The range of a function is one of the basic concepts in understanding how functions behave. It refers to the complete set of possible output values (often called y-values) that a function can produce. For example, if you have a function with a range of \([4, \infty)\), this means that the smallest value that the function can output is 4, and it can go as high as infinity. Consequently, all the y-values for this function are at least 4 or greater.

It's important to visualize the range when you're working with function graphs because it gives us a boundary or limit to the possible outputs. Knowing the range helps in determining what the graph of the function looks like on a coordinate plane, particularly for assessing whether certain points or lines, like the x-axis, can be intersected.

The concept of an x-axis crossing is straightforward – it’s where the graph of a function meets or intersects the x-axis. On a graph, the x-axis represents all points where the y-value is zero. This means that if a function crosses the x-axis, there is a specific input (x-value) where the output or y-value becomes zero.
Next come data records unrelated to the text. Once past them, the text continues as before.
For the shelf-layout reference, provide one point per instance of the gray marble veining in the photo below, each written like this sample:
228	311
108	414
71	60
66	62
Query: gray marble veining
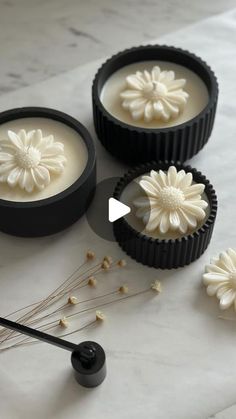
40	39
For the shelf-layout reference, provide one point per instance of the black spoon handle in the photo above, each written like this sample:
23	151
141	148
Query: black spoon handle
37	334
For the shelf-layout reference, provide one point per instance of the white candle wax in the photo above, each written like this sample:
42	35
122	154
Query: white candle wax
75	152
116	83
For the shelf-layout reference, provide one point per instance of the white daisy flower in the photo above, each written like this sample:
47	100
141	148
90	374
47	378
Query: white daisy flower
154	95
171	202
220	278
28	158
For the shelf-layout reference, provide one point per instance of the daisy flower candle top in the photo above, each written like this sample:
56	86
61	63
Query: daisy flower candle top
170	202
154	94
28	158
39	158
220	279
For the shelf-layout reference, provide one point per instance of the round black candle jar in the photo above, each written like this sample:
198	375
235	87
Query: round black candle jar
54	213
164	253
138	144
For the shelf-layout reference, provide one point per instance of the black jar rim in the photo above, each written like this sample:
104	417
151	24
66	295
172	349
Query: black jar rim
133	241
48	113
107	125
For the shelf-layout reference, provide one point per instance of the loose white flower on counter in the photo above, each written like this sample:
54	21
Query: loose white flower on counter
124	289
154	95
72	300
100	316
28	158
156	286
170	202
220	278
92	282
64	322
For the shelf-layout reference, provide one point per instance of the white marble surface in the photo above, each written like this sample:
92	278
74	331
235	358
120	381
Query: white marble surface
168	358
39	39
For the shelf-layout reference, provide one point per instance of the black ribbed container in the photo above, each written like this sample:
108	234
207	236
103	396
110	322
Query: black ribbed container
137	145
53	214
165	254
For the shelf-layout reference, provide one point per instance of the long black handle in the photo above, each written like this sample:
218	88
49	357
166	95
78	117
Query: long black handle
37	334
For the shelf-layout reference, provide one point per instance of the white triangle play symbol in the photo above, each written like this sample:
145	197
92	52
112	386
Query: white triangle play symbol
116	209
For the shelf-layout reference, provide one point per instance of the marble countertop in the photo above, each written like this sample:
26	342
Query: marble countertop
40	39
170	358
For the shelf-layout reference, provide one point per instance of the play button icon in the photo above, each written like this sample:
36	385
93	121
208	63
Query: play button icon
116	209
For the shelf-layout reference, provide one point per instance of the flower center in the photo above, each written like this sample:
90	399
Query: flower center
154	90
28	158
232	277
171	198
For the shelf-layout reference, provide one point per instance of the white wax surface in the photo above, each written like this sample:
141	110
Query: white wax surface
75	152
133	191
116	83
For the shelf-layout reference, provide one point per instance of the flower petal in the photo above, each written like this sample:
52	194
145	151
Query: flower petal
26	181
148	112
186	181
5	157
174	219
134	83
156	73
189	218
143	201
158	108
154	219
198	212
13	177
193	190
15	139
147	76
5	167
176	84
221	290
171	175
142	211
23	136
130	94
199	203
212	289
171	108
163	178
232	255
183	226
227	299
149	187
138	103
54	165
215	268
180	175
41	176
214	278
227	262
164	223
137	113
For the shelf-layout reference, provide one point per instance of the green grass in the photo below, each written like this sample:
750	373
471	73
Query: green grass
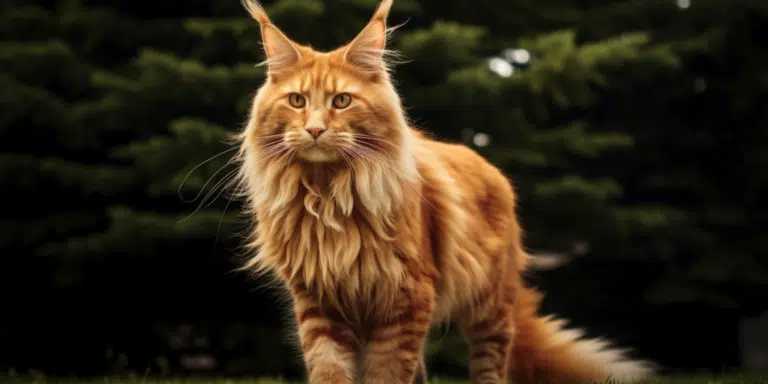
731	379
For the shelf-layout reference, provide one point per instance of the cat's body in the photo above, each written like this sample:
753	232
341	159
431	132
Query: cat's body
380	232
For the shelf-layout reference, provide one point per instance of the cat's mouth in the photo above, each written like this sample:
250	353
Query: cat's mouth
317	153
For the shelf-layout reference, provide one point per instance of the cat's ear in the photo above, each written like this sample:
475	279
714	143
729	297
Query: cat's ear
281	51
367	50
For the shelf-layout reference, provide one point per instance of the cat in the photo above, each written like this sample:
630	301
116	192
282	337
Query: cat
380	232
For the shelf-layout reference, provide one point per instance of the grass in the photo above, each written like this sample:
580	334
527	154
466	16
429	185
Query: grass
731	379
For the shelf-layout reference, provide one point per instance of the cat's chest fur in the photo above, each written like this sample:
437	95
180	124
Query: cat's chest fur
325	240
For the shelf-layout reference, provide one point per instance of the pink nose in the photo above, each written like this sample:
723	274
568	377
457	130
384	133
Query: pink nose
315	132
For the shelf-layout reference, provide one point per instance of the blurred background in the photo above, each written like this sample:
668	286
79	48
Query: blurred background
634	131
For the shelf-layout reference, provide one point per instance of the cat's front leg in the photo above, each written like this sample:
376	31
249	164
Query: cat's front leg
394	347
329	346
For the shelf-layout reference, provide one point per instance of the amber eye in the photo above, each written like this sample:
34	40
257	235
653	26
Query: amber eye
297	100
342	100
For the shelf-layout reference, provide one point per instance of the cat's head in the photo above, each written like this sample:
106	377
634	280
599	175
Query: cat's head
335	107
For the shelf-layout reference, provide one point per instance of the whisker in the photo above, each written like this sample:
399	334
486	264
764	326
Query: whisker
227	179
181	185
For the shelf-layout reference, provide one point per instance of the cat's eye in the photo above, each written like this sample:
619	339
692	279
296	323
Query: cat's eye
342	100
297	100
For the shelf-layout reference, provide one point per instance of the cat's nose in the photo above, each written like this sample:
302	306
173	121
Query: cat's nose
315	132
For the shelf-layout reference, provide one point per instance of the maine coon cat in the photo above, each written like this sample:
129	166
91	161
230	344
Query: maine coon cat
380	232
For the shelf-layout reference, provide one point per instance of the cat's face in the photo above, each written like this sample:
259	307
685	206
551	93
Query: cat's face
320	107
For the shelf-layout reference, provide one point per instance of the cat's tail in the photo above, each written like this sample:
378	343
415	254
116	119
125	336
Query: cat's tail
544	351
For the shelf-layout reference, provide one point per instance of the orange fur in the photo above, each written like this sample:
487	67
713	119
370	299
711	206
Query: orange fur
380	232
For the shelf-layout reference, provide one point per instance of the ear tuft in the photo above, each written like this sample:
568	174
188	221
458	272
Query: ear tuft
280	50
367	50
256	11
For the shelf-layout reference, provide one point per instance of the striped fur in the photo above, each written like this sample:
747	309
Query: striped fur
380	232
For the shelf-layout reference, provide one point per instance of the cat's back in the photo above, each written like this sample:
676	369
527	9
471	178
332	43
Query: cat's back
476	177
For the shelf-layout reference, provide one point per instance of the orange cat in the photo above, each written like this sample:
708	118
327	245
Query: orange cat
380	232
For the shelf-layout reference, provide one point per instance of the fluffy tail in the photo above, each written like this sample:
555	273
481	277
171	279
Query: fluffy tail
546	352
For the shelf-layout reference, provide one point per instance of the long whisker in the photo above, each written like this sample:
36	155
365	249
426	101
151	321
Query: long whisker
363	138
208	195
224	183
195	168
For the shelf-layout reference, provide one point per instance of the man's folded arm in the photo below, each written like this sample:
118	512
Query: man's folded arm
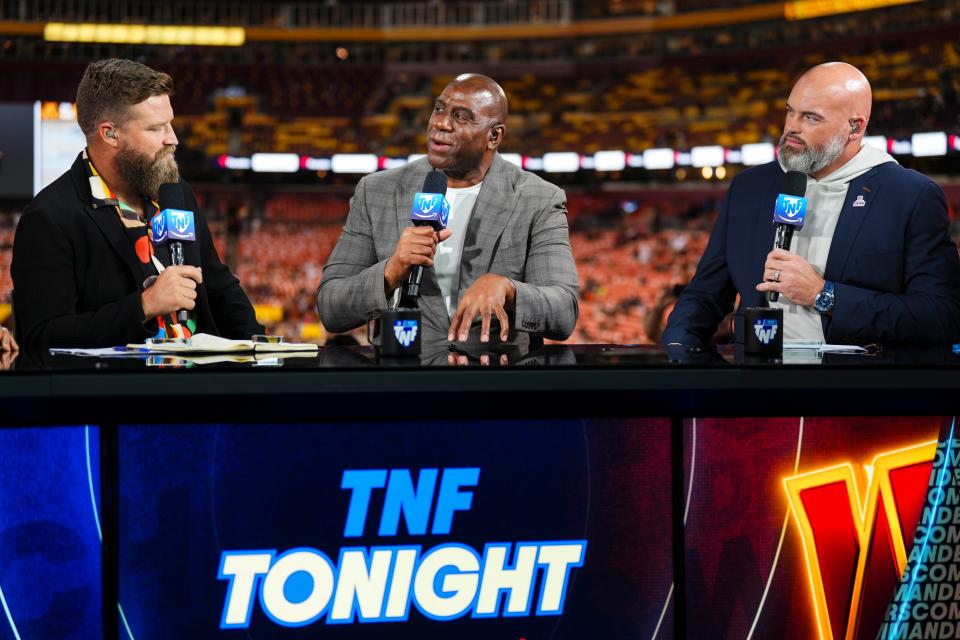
546	300
229	304
45	294
352	285
705	301
928	310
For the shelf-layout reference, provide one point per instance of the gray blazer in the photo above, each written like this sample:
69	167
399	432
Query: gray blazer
518	229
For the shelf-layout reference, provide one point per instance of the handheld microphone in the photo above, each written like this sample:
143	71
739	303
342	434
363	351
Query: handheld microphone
430	208
173	225
789	214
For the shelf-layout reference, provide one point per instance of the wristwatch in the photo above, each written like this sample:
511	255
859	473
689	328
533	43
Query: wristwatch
824	300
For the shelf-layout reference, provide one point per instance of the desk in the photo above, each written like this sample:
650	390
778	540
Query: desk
670	471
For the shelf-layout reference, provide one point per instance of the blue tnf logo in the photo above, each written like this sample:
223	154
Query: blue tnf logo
766	330
431	207
176	224
405	331
790	210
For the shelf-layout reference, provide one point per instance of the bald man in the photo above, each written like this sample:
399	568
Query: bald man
873	263
501	271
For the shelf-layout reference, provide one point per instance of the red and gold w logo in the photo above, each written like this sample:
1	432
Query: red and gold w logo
856	550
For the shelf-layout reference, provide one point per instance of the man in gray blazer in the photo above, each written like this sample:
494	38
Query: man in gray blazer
506	255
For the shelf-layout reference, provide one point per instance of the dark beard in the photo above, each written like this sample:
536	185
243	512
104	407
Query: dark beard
146	174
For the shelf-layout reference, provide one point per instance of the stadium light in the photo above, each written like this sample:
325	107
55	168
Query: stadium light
178	35
877	142
931	143
757	153
392	163
354	163
609	160
711	156
513	158
315	164
532	164
275	162
561	162
900	147
661	158
234	163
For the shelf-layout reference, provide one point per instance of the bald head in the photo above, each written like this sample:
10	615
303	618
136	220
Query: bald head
827	115
488	92
841	84
466	128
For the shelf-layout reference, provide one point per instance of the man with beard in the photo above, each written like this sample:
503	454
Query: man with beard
85	271
505	256
873	263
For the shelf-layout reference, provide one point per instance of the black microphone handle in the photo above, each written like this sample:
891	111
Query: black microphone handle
414	278
784	238
176	260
However, if we have already established that the function's range is \([4, \infty)\), then none of the y-values can be zero. Thus, for this particular function, an x-axis crossing is impossible. An x-axis crossing would require the function to drop down to y = 0 at some point, which contradicts the given range.

Y-values in the context of a function refer to the outputs we get after inserting the x-values (inputs) into the function. These values are crucial because they determine where the graph of the function is located on the coordinate plane.

For a function whose range is defined as \([4, \infty)\), every output (or y-value) is part of this interval, meaning they are always greater than or equal to 4. This prevents any y-value from being below 4, which includes y = 0. Thus, when analyzing functions and their graphs, knowing the possible y-values gives clear indicators of where the graph can and cannot go. It helps in predicting behavior like where the graph could potentially touch or intersect the coordinate axes.